Metformin in endometrial cancer from metabolic regulation to precision therapeutics
摘要
Endometrial cancer (EC) is the most common gynecologic malignancy in developed countries, with incidence rising in parallel with obesity, insulin resistance, and type 2 diabetes (T2DM). EC exhibits characteristic metabolic vulnerabilities, including hyperactive glycolysis, mitochondrial dysfunction, and PI3K/AKT/mTOR pathway activation, driven by unopposed estrogen stimulation and systemic metabolic dysregulation. Metformin, a first-line antidiabetic agent and mitochondrial complex I inhibitor, has emerged as a promising repurposed drug for EC prevention and treatment through dual mechanisms: direct tumor suppression via AMPK/mTOR, PI3K/Akt, Wnt/β-catenin, and endoplasmic reticulum stress pathways; and indirect metabolic microenvironment improvement via insulin sensitization, sex hormone-binding globulin upregulation, and immune microenvironment remodeling. This narrative review comprehensively summarizes available preclinical mechanistic insights and published clinical evidence across EC disease spectrum: chemoprevention in high-risk populations (obesity, PCOS), fertility-preserving treatment for early-stage disease, and combination strategies for advanced/recurrent EC. We synthesize existing data rather than adopting formal systematic review methodology with predefined database retrieval and PRISMA-compliant screening criteria.

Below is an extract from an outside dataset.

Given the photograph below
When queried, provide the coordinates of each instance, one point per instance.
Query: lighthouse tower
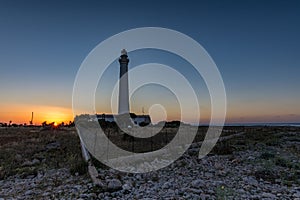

We critically analyze survival outcomes, response heterogeneity contingent upon diabetic status and molecular subtypes, and current bottlenecks in biomarker-guided patient selection. Furthermore, we propose translational strategies for precision application: LKB1/PTEN status-based patient stratification, innovative combinations with CDK4/6 inhibitors, mTOR inhibitors, and immune checkpoint inhibitors, and clinical pathway optimization. By bridging metabolic endocrinology and gynecologic oncology, the available data provide preliminary theoretical basis to explore future shift of metformin from empirical off-label reuse toward biomarker-guided individualized medication, which still needs large-scale prospective validation.